”Hi, it‘s nice to meet you.”
“Hey, yes, you too. What do you do ?”
“I‘m studying to be an architect.”
“Oh, that’s so interesting.. Have you read the Fountainhead ?”
I can‘t count the number of times the Fountainhead has been referenced to me because I am an architect. I get their point. The protagonists are both architects and it‘s their career paths that are being narrated through the book.
I read Ayn Rand’s The Fountainhead when I was in the first year of my undergrad. A professor mentioned it (because someone referenced it to him, I am sure now) and I was 18, fairly new to reading(it‘s an acquired habit) and admittedly, the book flew over my head. Even if you asked me to recall what the plot is, I wouldn’t be able to. But what stuck with me was something way more important than remembering Howard Roark or Peter Keating’s lives stories.
The author, Ayn Rand, wrote the book where the characters acted as vessels for her version of the ideal man. Howard Roark was the ideal man - the temperamental genius, gifted with creativity, who doesn’t need a formal education(he’s thrown out, btw) to validate his worth. He’s also the egoistic architect whose ‘starchitect-ness’ we worship(flawed!) within the profession. The anti-thesis of Roark is Peter Keating, the hard working one but sadly not gifted, who networks himself to the top. The former, despite his gift, operates on principles and tastes a very different version of success than the latter, who constantly returns to Roark to help sustain his success.

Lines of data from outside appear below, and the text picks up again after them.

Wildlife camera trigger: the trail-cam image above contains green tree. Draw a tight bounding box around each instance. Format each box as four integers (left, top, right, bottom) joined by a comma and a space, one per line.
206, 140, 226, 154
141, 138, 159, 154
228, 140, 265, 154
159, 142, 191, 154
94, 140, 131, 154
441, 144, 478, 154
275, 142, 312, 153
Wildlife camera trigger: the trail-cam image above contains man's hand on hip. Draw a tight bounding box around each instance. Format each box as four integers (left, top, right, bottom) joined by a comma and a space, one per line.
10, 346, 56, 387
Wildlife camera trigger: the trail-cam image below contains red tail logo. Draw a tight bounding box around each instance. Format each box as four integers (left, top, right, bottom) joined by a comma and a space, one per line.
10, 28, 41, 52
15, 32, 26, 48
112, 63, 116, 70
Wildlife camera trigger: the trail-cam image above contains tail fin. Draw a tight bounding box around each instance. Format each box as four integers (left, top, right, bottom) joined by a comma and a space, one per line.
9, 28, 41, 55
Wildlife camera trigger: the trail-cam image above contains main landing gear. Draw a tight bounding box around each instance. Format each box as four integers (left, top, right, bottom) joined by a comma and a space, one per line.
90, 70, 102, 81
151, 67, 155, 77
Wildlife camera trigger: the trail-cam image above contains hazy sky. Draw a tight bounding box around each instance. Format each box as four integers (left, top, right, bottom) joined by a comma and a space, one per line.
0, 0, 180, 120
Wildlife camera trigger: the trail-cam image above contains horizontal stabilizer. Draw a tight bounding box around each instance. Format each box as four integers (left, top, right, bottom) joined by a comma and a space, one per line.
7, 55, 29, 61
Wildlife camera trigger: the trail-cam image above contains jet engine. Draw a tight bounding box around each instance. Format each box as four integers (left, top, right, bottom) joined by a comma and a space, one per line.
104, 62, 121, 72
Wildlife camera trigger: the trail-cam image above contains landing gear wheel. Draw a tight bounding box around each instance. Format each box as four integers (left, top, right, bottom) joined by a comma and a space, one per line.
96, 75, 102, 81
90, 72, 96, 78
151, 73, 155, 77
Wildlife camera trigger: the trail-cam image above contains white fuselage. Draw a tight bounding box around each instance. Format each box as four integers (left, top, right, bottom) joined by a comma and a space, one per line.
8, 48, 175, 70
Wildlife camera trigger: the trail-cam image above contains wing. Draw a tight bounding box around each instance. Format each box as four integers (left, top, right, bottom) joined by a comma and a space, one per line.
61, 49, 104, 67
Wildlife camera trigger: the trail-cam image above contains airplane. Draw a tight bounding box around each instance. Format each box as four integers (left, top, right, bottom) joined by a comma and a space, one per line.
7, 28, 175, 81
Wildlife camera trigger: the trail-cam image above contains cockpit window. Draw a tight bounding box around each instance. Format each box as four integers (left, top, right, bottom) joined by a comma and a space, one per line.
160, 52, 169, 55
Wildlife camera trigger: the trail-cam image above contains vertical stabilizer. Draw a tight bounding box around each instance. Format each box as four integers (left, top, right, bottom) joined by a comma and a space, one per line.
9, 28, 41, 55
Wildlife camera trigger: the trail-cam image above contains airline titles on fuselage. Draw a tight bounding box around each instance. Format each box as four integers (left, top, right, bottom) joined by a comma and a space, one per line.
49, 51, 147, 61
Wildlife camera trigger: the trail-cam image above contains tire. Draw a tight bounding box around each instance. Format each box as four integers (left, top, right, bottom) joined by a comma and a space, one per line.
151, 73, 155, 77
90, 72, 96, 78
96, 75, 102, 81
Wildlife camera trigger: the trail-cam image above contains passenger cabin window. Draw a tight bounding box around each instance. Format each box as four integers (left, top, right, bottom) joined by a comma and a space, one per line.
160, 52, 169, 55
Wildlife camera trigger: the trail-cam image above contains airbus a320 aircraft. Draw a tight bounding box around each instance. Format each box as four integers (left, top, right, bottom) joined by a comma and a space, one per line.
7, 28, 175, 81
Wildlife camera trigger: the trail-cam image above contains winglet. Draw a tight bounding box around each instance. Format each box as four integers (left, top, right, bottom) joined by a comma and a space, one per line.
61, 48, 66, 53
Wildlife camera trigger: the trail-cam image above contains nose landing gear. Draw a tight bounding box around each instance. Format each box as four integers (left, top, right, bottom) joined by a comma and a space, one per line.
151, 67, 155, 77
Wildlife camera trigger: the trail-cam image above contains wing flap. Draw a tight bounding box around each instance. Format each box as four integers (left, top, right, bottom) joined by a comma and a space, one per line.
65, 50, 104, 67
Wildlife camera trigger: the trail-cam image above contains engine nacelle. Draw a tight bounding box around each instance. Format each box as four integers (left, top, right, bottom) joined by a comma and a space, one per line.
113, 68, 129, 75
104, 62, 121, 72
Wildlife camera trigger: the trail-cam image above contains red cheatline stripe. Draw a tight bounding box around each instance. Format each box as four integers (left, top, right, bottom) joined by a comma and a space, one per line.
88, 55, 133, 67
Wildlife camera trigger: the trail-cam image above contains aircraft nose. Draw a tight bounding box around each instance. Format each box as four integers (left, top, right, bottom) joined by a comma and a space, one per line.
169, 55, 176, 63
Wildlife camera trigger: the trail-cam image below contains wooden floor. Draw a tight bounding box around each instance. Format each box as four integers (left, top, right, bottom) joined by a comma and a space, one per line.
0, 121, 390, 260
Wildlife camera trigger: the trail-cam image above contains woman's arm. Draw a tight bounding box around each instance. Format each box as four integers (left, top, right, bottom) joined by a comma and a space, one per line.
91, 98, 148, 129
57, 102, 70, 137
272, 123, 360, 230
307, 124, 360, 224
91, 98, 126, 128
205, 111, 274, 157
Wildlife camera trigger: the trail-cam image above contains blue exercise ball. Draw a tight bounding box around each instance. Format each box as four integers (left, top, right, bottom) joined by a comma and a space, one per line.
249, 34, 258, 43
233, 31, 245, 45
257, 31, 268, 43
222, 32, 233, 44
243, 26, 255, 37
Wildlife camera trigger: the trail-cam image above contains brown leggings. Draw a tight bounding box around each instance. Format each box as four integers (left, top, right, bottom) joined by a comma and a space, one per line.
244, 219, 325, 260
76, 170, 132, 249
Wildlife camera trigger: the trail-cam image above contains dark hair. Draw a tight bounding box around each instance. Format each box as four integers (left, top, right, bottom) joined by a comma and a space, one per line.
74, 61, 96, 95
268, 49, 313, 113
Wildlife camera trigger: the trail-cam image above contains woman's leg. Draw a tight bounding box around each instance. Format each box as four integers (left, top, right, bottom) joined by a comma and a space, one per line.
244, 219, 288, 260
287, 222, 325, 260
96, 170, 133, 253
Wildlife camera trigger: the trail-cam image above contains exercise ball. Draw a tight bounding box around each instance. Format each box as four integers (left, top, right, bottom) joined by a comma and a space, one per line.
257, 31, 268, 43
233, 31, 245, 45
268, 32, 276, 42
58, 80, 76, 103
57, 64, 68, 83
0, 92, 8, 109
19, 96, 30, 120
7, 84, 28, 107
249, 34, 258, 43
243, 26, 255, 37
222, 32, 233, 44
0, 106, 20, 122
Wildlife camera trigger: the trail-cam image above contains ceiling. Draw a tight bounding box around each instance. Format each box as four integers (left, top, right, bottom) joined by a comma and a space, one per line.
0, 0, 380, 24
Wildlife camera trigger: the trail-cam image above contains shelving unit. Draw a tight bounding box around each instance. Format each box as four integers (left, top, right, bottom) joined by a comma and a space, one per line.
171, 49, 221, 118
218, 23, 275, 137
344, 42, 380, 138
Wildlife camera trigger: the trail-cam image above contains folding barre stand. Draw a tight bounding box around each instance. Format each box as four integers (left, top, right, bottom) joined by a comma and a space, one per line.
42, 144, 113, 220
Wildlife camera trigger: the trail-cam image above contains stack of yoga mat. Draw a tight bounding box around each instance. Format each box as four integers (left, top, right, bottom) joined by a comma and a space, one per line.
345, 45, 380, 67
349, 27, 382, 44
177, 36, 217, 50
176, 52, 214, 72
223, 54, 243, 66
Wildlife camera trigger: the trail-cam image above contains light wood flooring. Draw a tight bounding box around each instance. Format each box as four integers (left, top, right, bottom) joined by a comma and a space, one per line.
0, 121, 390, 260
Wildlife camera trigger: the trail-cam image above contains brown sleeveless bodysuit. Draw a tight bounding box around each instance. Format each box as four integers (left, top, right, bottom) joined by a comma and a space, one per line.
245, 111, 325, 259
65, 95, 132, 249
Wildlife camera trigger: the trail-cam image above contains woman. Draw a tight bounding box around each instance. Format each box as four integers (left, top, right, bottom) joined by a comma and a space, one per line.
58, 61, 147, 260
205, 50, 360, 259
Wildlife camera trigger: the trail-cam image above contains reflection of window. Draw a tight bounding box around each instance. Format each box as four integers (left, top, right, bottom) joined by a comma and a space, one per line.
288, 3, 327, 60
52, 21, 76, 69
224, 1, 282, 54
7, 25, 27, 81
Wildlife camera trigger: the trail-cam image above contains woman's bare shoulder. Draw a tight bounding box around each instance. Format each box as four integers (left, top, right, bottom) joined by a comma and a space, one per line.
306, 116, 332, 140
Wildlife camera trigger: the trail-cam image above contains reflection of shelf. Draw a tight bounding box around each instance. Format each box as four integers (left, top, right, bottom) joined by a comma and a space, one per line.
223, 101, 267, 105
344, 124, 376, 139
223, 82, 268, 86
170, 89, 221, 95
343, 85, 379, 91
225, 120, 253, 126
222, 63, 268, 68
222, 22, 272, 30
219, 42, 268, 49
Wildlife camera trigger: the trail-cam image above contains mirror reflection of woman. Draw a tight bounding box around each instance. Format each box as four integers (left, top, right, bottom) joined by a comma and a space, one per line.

The reason that the book is important is because of how much every reader craves to be like Roark. Throughout the entire read, you find yourself wanting to be like the man, the creative genius who doesn’t need commercial gratification. On the other hand, you find yourself shirking away any resemblances to Keating, with all his insecurities exposed by the author as undesirable.
I can guarantee that any creative person will be able to relate to the insecurities of our own work - Are we good enough ? Will I make it ? Am I as talented as my peers ? These are questions that plague every one of us and that’s just the nature of the field that depends on both evaluative and descriptive criticism. The book, whether it idolises a genius or dissects an insecure man, holds up a mirror to the reader. Who do you want to be more like ? The answer to that question reveals a lot more about ourselves than we’d thought the book would end up doing.
Ayn Rand’s Objectivism, the individualistic philosophy at the core of the book, might be it‘s own undoing for in reality, the fact is that we’re all a little bit of both and that while we crave to be the ideal version of man(or woman!), there’s many (ugly) nuances to our lives that are hard to shake.